終末期の患者4000人の生に寄り添う 最愛のわが子も看取った緩和ケア医、関本雅子さん 一聞百見
「私だったら嫌だ。自分の身体のことは自分で知り、どうするかを自分で決めたい」
最期に直面したとき、人は何を思うか。どうしたいのか。30歳ごろの経験が脳裏に焼き付いている。
近所のキリスト教会の牧師がスキルス胃がんになり、いよいよというとき、「最後の説教」が行われた。日頃はガランとしている礼拝堂がその日は超満員。大勢の人たちが集まったことに感謝しつつも、牧師は「毎回心をこめて説教をしてきました。今日も特別ではなく、普段と何ら変わりません」。はっとした。人の日々の営みは、そのままで尊いのだ。
緩和ケアの勉強会や研究会に通っていると、六甲病院(神戸市灘区)に新しく開設予定の緩和ケア病棟(ホスピス)に医長として来ないかと声がかかった。「まだまだ学ばなくてはならないことが山積みでした」。自費で海外のホスピスを見学したり、日本のホスピスの草分けである淀川キリスト教病院(大阪市東淀川区)で研修を受けたり。平成6年、全国で16番目となる緩和ケア病棟の医長に就任した。

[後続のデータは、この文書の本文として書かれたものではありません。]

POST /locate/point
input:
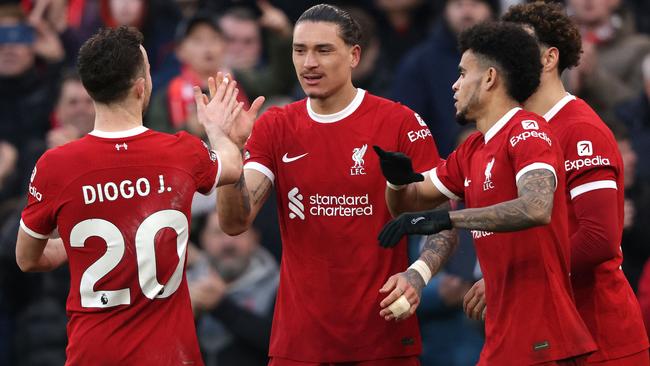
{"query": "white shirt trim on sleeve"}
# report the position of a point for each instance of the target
(591, 186)
(31, 232)
(558, 106)
(441, 187)
(262, 169)
(534, 166)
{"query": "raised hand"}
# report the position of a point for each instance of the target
(422, 223)
(397, 167)
(242, 123)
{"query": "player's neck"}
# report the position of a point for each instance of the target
(492, 113)
(550, 91)
(334, 103)
(116, 117)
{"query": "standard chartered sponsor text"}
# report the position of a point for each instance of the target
(340, 205)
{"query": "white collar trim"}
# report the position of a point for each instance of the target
(118, 134)
(335, 117)
(500, 123)
(558, 106)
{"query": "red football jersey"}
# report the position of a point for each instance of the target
(592, 161)
(531, 317)
(331, 205)
(121, 202)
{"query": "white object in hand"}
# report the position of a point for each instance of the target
(399, 306)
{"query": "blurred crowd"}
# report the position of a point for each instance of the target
(409, 54)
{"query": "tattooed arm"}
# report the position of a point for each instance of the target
(239, 203)
(533, 207)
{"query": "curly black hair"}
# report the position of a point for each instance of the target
(109, 62)
(553, 28)
(511, 50)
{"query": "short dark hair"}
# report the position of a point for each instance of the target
(109, 62)
(349, 29)
(511, 50)
(553, 28)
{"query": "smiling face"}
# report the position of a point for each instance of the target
(467, 89)
(323, 61)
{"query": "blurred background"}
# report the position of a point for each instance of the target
(409, 55)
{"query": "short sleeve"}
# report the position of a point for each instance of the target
(448, 176)
(591, 160)
(530, 146)
(207, 164)
(259, 147)
(38, 218)
(415, 141)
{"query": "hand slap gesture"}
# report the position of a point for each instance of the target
(218, 113)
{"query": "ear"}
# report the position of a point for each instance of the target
(140, 87)
(355, 53)
(550, 59)
(490, 78)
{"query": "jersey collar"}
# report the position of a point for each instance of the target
(558, 106)
(500, 123)
(335, 117)
(118, 134)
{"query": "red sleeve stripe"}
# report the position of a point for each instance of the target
(587, 187)
(441, 187)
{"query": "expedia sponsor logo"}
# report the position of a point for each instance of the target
(581, 163)
(478, 234)
(324, 205)
(419, 134)
(514, 140)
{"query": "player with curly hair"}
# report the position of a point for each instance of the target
(510, 176)
(594, 195)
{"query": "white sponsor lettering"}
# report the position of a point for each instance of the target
(111, 191)
(419, 134)
(514, 140)
(585, 148)
(580, 163)
(478, 234)
(330, 206)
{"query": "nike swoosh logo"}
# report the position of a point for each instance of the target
(287, 159)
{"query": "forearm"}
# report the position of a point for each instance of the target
(234, 207)
(229, 157)
(514, 215)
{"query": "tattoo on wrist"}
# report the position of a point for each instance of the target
(535, 202)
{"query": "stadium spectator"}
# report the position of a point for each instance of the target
(330, 202)
(233, 288)
(514, 197)
(635, 114)
(74, 115)
(31, 59)
(120, 242)
(610, 67)
(200, 50)
(423, 78)
(259, 49)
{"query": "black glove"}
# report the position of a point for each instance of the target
(423, 223)
(397, 167)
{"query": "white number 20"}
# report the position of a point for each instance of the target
(145, 253)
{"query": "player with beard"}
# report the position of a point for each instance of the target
(120, 198)
(594, 196)
(510, 176)
(330, 195)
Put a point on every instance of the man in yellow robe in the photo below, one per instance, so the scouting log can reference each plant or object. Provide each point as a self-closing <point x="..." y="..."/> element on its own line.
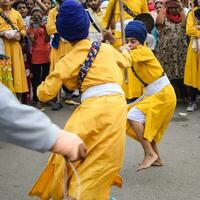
<point x="131" y="85"/>
<point x="150" y="115"/>
<point x="100" y="120"/>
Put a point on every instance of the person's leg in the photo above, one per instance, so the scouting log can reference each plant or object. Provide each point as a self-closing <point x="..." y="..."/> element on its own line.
<point x="158" y="162"/>
<point x="193" y="104"/>
<point x="45" y="70"/>
<point x="36" y="77"/>
<point x="149" y="155"/>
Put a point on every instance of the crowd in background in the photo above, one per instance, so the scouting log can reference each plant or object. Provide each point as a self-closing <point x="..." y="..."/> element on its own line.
<point x="26" y="40"/>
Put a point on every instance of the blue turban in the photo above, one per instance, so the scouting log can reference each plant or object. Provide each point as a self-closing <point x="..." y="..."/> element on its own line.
<point x="136" y="29"/>
<point x="72" y="22"/>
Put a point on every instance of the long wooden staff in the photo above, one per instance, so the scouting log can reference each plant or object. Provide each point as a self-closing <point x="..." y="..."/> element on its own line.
<point x="196" y="38"/>
<point x="123" y="35"/>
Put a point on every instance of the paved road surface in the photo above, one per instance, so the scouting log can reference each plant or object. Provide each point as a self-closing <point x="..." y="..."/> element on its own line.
<point x="178" y="179"/>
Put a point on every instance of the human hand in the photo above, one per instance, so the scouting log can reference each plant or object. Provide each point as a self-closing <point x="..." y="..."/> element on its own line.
<point x="17" y="36"/>
<point x="124" y="48"/>
<point x="107" y="35"/>
<point x="70" y="145"/>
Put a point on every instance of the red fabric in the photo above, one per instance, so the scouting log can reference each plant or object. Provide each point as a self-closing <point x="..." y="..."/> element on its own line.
<point x="151" y="7"/>
<point x="40" y="48"/>
<point x="173" y="18"/>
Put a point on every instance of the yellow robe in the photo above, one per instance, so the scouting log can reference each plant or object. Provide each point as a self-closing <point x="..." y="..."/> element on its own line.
<point x="99" y="121"/>
<point x="157" y="108"/>
<point x="64" y="46"/>
<point x="192" y="66"/>
<point x="14" y="51"/>
<point x="134" y="88"/>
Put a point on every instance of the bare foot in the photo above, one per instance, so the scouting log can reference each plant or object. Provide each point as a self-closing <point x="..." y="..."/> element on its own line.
<point x="147" y="162"/>
<point x="157" y="163"/>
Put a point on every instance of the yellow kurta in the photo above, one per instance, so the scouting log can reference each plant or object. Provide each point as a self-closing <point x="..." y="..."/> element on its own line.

当時はまだ、「緩和ケア」や「ホスピス」という言葉には「もう最期なんだな」などとネガティブなイメージが強くあった。人生の完成期の患者に寄り添う医療の重要性が広く浸透するのは、もう少し後のことだ。
■長男の遺志を胸に
六甲病院の緩和ケア病棟(ホスピス)の医長として患者とふれ合う中、在宅ケアの重要性を考えるようになっていく。
体調がかなり悪い状態でも「自宅に帰りたい」と希望する入院患者は多い。「自宅へ伺うと、病室では見えなかった生活が見えるんです」。病気そのものを治療する医療機関と、緩和ケア病棟、在宅ケア。この中から患者が受けたい医療を自分で選択できるのが理想だ。
在宅ケアのクリニックは当時、周辺にほとんどなかった。「その人らしさ」を支えたい。在宅希望者の受け皿を自分で作ればいいのではないか。そう考え、平成13年、自宅を建て替えて在宅ホスピスの「関本クリニック」を開院。その後、同じく緩和ケア医の長男、剛さんに院長を引き継いだ。